Example 6 — Performance bottleneck identification (Q2)
Same query, all nodes healthy, but the user reports slow query.
distributed-liaison-0 (812ms) ← total
├── broadcast-agg (47ms)
│ └── data-n1 / n2 / n3 (peak 31ms)
├── reduce-raw-frames (740ms) ← dominates 16× over peers
│ frames_in=3 rows_out=87432 groups_out=87432
│ agg_value_path=typed
│ memory_charged_bytes=210000000
├── apply-top-to-reduce (12ms)
└── build-iterator (1ms)
Diagnosis: the bottleneck is the span with the largest Duration — here reduce-raw-frames at 740ms. Tags reveal high groups_out=87432 and memory_charged_bytes=210MB, pointing at a high-cardinality GROUP BY. Fix by tightening the time range, adding a more selective filter, or capping with Top.N.

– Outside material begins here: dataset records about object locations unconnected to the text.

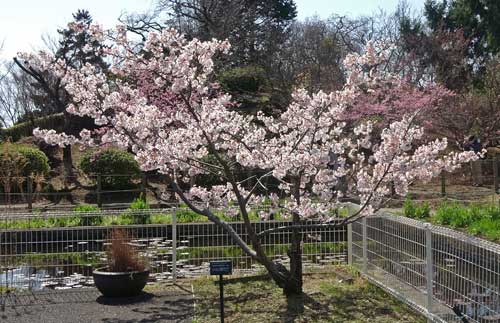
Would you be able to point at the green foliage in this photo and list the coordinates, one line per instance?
(249, 86)
(25, 129)
(133, 213)
(244, 79)
(88, 220)
(477, 219)
(416, 210)
(110, 163)
(34, 161)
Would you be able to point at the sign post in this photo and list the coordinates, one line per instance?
(221, 268)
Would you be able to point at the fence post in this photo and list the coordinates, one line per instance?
(429, 268)
(143, 186)
(174, 245)
(349, 244)
(443, 184)
(99, 189)
(495, 174)
(365, 246)
(29, 196)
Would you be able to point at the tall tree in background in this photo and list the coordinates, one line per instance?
(76, 48)
(254, 27)
(478, 20)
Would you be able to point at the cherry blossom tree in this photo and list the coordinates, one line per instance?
(160, 100)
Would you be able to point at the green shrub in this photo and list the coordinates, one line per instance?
(133, 214)
(112, 162)
(25, 129)
(416, 211)
(88, 220)
(243, 79)
(36, 162)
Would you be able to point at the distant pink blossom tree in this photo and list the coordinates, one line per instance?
(161, 101)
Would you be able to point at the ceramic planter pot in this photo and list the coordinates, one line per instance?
(116, 284)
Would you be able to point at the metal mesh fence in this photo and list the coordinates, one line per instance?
(471, 182)
(440, 271)
(59, 250)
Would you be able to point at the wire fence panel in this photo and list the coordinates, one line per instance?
(53, 252)
(475, 180)
(440, 271)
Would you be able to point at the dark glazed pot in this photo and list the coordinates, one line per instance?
(125, 284)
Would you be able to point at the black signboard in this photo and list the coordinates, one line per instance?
(221, 267)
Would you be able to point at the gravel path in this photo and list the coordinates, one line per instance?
(85, 306)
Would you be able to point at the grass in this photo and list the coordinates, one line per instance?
(271, 250)
(326, 299)
(130, 216)
(480, 219)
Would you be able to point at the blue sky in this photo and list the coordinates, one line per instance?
(22, 22)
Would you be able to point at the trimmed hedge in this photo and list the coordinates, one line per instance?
(112, 162)
(244, 79)
(25, 129)
(36, 161)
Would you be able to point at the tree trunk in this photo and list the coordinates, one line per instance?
(67, 162)
(294, 285)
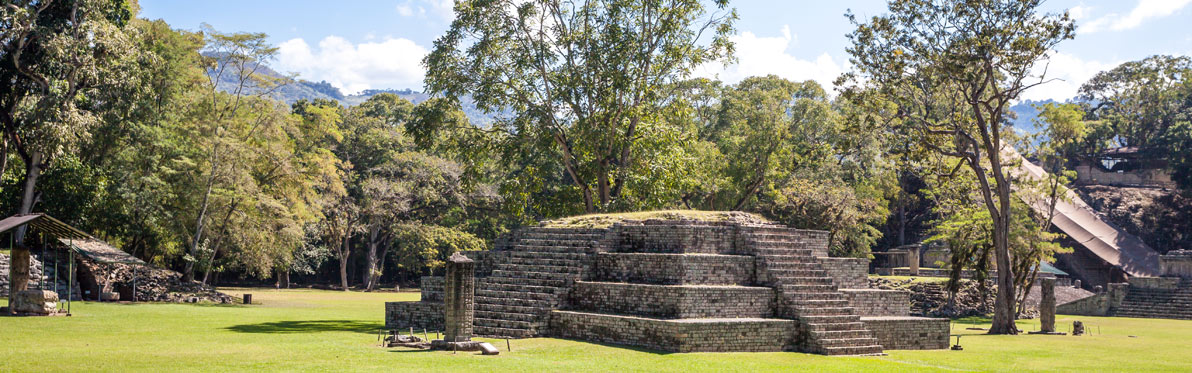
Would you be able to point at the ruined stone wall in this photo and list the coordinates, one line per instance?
(875, 302)
(910, 333)
(485, 260)
(848, 272)
(35, 274)
(674, 269)
(678, 336)
(674, 302)
(1177, 263)
(417, 315)
(676, 237)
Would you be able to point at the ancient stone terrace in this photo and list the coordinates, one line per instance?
(682, 286)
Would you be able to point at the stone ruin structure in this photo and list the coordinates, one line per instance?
(681, 286)
(1168, 296)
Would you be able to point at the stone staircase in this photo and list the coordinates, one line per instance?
(542, 263)
(1158, 303)
(827, 324)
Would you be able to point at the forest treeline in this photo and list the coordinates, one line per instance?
(168, 144)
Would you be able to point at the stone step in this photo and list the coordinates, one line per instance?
(848, 342)
(511, 285)
(548, 255)
(830, 318)
(874, 349)
(515, 299)
(563, 262)
(533, 275)
(480, 322)
(516, 294)
(815, 327)
(501, 333)
(806, 288)
(538, 268)
(825, 302)
(826, 311)
(509, 316)
(789, 280)
(539, 248)
(843, 334)
(559, 242)
(793, 272)
(529, 281)
(793, 254)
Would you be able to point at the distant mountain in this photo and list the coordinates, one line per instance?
(308, 89)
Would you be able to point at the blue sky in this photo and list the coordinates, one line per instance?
(362, 44)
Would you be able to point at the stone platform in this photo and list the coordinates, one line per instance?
(683, 286)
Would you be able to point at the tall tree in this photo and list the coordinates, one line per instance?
(581, 78)
(954, 67)
(62, 63)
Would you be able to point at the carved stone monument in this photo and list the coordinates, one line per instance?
(1047, 308)
(459, 299)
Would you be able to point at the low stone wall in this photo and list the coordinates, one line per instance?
(876, 302)
(678, 336)
(848, 272)
(908, 333)
(674, 300)
(35, 274)
(417, 315)
(675, 268)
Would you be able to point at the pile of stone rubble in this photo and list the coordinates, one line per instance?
(155, 284)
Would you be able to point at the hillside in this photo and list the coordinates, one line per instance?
(1161, 218)
(299, 88)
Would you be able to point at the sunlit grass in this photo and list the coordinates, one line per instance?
(608, 219)
(331, 330)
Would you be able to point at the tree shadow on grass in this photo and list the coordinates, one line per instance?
(311, 325)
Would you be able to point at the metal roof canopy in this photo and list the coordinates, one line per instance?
(74, 238)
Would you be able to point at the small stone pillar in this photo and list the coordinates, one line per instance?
(1047, 306)
(459, 299)
(912, 258)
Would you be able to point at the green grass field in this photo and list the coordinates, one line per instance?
(327, 330)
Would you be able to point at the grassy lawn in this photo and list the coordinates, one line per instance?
(327, 330)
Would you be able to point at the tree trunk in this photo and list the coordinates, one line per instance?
(1004, 305)
(345, 253)
(371, 263)
(19, 261)
(283, 279)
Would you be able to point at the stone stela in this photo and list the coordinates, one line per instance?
(1047, 308)
(458, 308)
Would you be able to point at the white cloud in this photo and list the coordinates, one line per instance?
(768, 55)
(404, 10)
(1068, 73)
(444, 10)
(390, 63)
(1142, 12)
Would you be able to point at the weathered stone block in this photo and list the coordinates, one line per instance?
(35, 302)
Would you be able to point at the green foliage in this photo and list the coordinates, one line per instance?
(1144, 104)
(418, 246)
(584, 82)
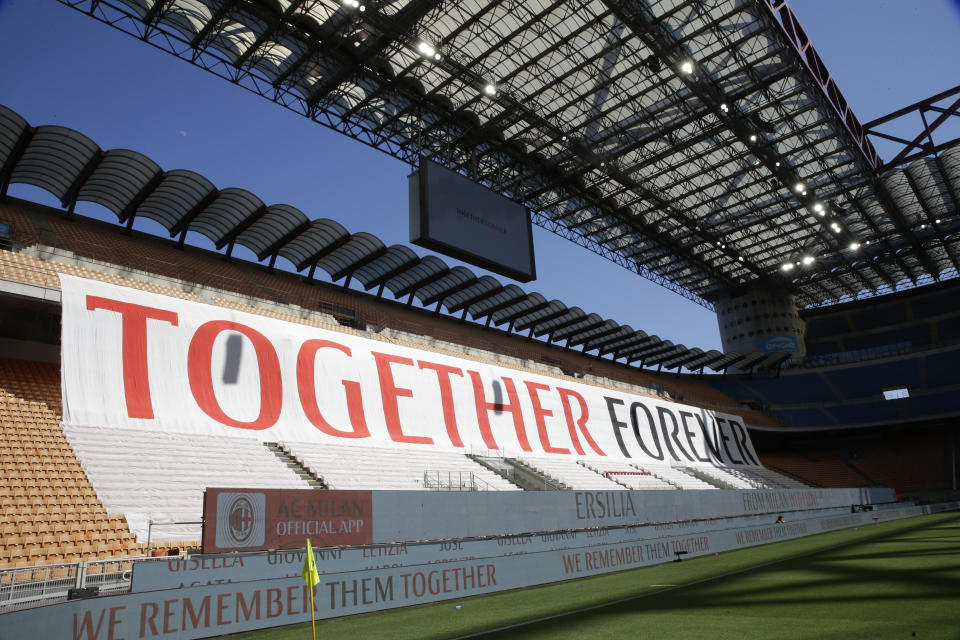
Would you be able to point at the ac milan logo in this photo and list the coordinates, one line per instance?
(241, 519)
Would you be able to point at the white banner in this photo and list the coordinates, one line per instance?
(213, 610)
(140, 360)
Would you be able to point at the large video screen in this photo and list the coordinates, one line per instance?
(457, 217)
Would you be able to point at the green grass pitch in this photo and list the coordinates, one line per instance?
(891, 580)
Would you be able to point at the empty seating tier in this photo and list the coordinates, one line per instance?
(49, 513)
(160, 477)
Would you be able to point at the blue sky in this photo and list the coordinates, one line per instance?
(64, 68)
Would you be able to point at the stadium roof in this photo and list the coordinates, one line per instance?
(701, 144)
(73, 168)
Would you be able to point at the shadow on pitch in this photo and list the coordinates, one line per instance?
(815, 579)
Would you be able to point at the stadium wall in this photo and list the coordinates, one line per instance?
(212, 610)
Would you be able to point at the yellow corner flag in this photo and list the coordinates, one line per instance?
(312, 578)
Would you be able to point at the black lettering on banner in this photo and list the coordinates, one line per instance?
(690, 433)
(713, 447)
(724, 438)
(664, 411)
(740, 435)
(653, 430)
(617, 425)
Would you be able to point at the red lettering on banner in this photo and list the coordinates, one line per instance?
(85, 628)
(136, 379)
(199, 369)
(539, 413)
(144, 618)
(483, 407)
(195, 616)
(86, 631)
(581, 422)
(446, 397)
(168, 615)
(221, 608)
(274, 599)
(307, 388)
(389, 392)
(246, 611)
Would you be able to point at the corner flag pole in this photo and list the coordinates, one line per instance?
(311, 577)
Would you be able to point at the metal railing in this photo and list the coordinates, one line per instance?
(31, 586)
(454, 481)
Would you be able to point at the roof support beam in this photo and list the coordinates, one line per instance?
(533, 323)
(16, 154)
(282, 241)
(439, 296)
(318, 255)
(584, 339)
(570, 331)
(566, 323)
(522, 312)
(348, 270)
(400, 23)
(488, 314)
(249, 221)
(130, 211)
(182, 225)
(69, 200)
(414, 286)
(467, 302)
(382, 279)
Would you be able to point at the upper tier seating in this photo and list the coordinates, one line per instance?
(570, 473)
(160, 476)
(49, 513)
(343, 466)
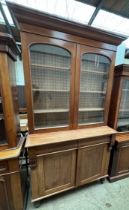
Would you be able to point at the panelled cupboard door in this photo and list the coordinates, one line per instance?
(5, 193)
(94, 73)
(54, 173)
(92, 163)
(49, 75)
(123, 160)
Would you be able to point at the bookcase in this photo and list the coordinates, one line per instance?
(68, 71)
(11, 142)
(119, 119)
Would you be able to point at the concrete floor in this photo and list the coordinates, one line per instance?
(96, 196)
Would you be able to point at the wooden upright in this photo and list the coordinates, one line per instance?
(68, 73)
(119, 120)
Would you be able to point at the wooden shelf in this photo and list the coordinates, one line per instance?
(40, 111)
(92, 91)
(42, 127)
(90, 109)
(49, 90)
(90, 123)
(96, 72)
(65, 136)
(55, 68)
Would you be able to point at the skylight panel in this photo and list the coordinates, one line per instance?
(111, 22)
(68, 9)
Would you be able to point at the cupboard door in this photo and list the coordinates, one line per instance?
(54, 173)
(95, 85)
(123, 115)
(123, 160)
(92, 163)
(50, 66)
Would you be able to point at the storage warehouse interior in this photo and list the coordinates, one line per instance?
(64, 104)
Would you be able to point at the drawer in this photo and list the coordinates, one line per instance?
(3, 167)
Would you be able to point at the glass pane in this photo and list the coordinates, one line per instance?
(93, 85)
(123, 117)
(2, 124)
(50, 71)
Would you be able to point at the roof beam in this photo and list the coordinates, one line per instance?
(98, 7)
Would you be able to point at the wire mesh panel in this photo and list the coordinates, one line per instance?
(123, 116)
(93, 87)
(2, 123)
(50, 72)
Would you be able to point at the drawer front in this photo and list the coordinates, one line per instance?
(93, 141)
(3, 167)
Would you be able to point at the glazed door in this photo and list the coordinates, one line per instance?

Example 7 — Decode-frame summary at high frame count
When the liaison processes > 19 frames (e.g. a wide fanout returning many partials), per-frame decode spans are summarized:
reduce-raw-frames (95ms) frames_in=100
└── decode-frame-summary
frames_total=100 frames_emitted_individually=0 frames_skipped=100
decode_ns_total=84_000_000 decode_ns_p50=820_000 decode_ns_p99=1_280_000 decode_ns_max=1_910_000
The summary fully represents every frame’s decode duration. decode_ns_p99 ≫ p50 would point at a single slow decode worth investigating; here the distribution is tight, so decode is not the bottleneck.
Wire contract
Under raw wire mode, trace-off responses are still opaque raw frame bytes beginning with RawFrameMagicLeadingByte. Trace-on responses use the existing measure.v1.InternalQueryResponse envelope with raw_frame_body and trace populated. Proto data_points responses under raw mode are rejected loudly by the vectorized collector.